Phrase Based Optimization: A second Look

The following guest post was written by David Harry of

Hello folks…. Steve decided to keep playin’ Hooky so the loonies are still running the asylum it would seem… we will return you to your regular programming shortly;

Is your SEO world dull? Just doing that same ‘ol thing time and time again? Are you looking for something new and interesting to sink you teeth into? Well my friend.. Step right up and we make what was old new again!!

Ok, that’s my best carnival barker routine… needs work, certainly not my forte. I do though, want to take a little trip to a far away place that I once wrote about back at the beginning of this year. That locale of delight and wonder is the land of Phrase Based Optimization.

Stop Leaning on the Keyword

The world SEO is dominated by the term ‘keyword.’ It has been ingrained in the lexicon for all time and I used to be hard pressed to get away from it. In truth it is ‘phrases’ that we should be considering far more than mere singular words. Recent data suggests that singular search terms account for only 14% of all searches and that 2 and 3 word phrases are more popular at roughly 32% and 27% respectively. This was even further askew in earlier research on the European market.

Obviously we can argue that combinations of (key) words create a ‘phrase,’ but it is not that simple. More often than not a phrase is a combination of words that seek to define a concept, not simply a set of singular ideas. Identifying these concepts and more importantly how a search engine seeks to understand them is always good to look at once in a while.

The main thing to consider when looking at this from a SEO perspective is that ‘phrases’ impart a concept. As such, there is always more than one way to describe something and many ways that seemingly unrelated items (in a Boolean world) are cousins in a phrase based one. As phrases on a given web page are digested they can be sorted into ‘semantically meaningful groups of phrasings’ which teaches the search engine new phrases that are related in any given space. In the end there is a library of related phrases/terms to any given topic – a theme so to speak.

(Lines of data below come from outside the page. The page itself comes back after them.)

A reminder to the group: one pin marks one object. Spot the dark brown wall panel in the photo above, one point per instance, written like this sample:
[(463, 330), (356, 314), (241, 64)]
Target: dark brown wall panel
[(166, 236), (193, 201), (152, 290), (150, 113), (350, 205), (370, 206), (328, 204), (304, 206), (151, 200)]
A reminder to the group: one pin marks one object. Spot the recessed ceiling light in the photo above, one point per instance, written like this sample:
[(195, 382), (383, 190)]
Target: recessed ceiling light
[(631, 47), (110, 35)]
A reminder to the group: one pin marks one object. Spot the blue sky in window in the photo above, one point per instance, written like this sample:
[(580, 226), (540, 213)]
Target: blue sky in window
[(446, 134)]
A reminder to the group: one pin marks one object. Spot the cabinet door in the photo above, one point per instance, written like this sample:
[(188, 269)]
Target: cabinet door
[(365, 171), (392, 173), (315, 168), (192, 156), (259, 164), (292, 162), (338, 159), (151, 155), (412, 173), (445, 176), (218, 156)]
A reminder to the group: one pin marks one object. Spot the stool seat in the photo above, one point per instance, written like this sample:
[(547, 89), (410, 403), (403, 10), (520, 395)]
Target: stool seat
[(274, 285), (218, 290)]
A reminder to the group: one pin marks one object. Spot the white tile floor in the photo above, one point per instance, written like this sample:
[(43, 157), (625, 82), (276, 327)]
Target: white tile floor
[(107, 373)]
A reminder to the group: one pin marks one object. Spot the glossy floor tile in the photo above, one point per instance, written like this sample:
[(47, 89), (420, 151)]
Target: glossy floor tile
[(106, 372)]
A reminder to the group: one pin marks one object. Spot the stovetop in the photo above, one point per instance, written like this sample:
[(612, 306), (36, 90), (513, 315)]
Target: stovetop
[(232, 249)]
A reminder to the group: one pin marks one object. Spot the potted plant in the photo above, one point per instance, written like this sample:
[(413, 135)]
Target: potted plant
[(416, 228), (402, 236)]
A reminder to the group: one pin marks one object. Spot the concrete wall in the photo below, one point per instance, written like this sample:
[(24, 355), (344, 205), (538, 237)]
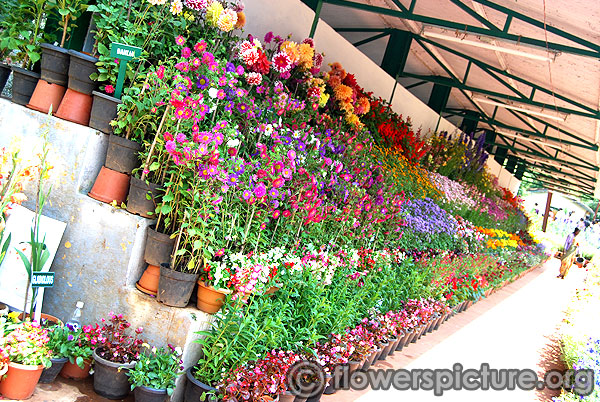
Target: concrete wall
[(101, 254), (295, 18)]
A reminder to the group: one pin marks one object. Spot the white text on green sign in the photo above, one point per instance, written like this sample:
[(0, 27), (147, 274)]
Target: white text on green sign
[(42, 280)]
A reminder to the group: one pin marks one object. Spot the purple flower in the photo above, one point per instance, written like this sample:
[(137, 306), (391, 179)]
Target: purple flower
[(260, 190), (203, 82)]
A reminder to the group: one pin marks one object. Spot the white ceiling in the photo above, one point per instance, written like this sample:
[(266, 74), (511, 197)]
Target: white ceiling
[(573, 76)]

How Phrase Based Optimization works

Now let’s consider value; in each category and its subsequent sub-categories there is an occurrence rate. That means that when a certain phrase is used, how often it is used in other documents and how often. This same process can be used to identify other ‘common’ terms that the search engine would ‘expect’ to see. This is much different than a simple ‘keyword density’ approach as there would be not only a ‘phrase density’ expectation but a ‘related phrase occurrence’ factor as well. Repeating the same term over and over in a high density, with no expected related phrases, would be a futile effort.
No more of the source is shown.